PHORTEX: Physically-Informed Operational Robotic Trajectories for Scientific Expeditions

Abstract

Mobile robots are increasingly used to collect valuable in situ samples during scientific expeditions. However, many phenomena of scientific interest—deep-sea hydrothermal plumes, algal blooms, warm-core eddies, and lava flows—are spatiotemporal distributions that evolve on spatial and temporal scales that complicate sample collection. Here, we consider the problem of charting the space-time dynamics of deep-sea hydrothermal plumes with the state-of-the-art autonomous underwater vehicle (AUV) Sentry.

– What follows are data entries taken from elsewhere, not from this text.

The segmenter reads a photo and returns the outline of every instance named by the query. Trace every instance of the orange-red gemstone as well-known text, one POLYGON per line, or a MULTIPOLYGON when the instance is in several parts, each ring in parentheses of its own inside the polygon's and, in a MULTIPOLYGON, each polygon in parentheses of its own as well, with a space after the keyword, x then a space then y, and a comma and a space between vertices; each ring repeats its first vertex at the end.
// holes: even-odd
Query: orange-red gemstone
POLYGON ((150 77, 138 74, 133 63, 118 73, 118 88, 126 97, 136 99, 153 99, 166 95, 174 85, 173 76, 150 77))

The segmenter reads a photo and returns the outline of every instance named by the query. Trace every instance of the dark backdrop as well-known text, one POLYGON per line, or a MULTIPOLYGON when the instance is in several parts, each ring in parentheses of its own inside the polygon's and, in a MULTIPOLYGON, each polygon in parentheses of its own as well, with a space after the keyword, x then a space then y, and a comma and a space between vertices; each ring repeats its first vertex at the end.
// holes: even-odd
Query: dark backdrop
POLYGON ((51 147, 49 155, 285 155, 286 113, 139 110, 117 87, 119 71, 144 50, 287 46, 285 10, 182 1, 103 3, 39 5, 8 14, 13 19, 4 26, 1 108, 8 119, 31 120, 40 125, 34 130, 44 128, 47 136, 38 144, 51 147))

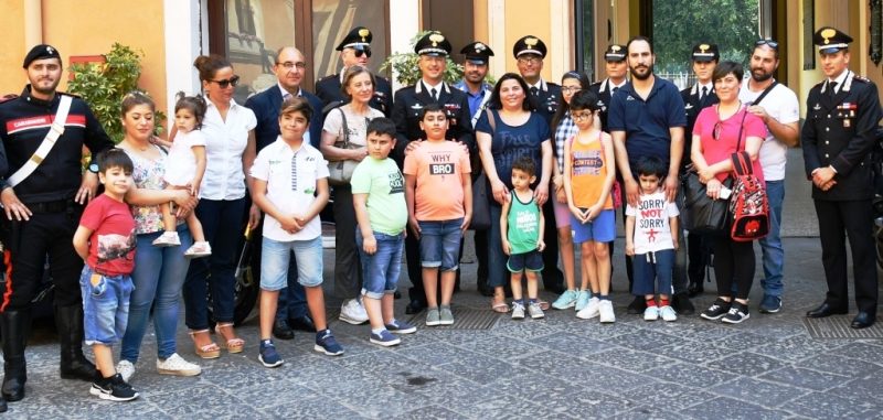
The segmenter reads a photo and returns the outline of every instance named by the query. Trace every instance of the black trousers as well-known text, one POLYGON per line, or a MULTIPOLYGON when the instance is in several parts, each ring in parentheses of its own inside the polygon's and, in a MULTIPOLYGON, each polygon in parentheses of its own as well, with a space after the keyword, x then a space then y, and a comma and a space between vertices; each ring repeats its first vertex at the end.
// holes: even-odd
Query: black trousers
MULTIPOLYGON (((829 202, 815 200, 819 217, 821 262, 828 281, 825 301, 837 309, 849 309, 847 246, 852 251, 855 276, 855 304, 859 311, 876 314, 877 276, 874 255, 873 212, 870 200, 829 202)), ((715 256, 716 265, 716 256, 715 256)))

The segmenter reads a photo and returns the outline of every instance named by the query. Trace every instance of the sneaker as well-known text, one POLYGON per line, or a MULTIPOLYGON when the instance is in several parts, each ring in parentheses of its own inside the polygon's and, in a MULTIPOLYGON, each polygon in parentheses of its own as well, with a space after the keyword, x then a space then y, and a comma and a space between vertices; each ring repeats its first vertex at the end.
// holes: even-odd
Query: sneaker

In the hydrothermal plume charting problem, the plume state is driven by complicated and unobserved dynamics in the deep sea. To effectively sample the moving plume, an autonomy system must infer plume dynamics from sparse, point observations, while respecting operational constraints of AUV Sentry that restrict the set of possible trajectories to nonadaptive, uniform-coverage patterns. We frame the plume charting problem as a sequential decision-making problem and formulate a mission planner PHORTEX (PHysically-informed Operational Robotic Trajectories for EXpeditions) that strategically designs full mission trajectories for Sentry, where each mission plan is informed by the observations of the last. PHORTEX is composed of a trajectory optimizer, which maximizes expected samples collected within a moving plume, and PHUMES (PHysically-informed Uncertainty Models for Environment Spatiotemporality), a modeling framework that leverages an embedded simulator of idealized plume physics as an inductive bias to enable dynamics learning from extreme partial observations and a few Sentry deployments. In both simulation and in field trials at a hydrothermal site in the Gulf of California, we demonstrate that Sentry using PHORTEX learns to track a moving hydrothermal plume and gather samples that significantly improve upon baseline spatial and temporal diversity for use in downstream science tasks.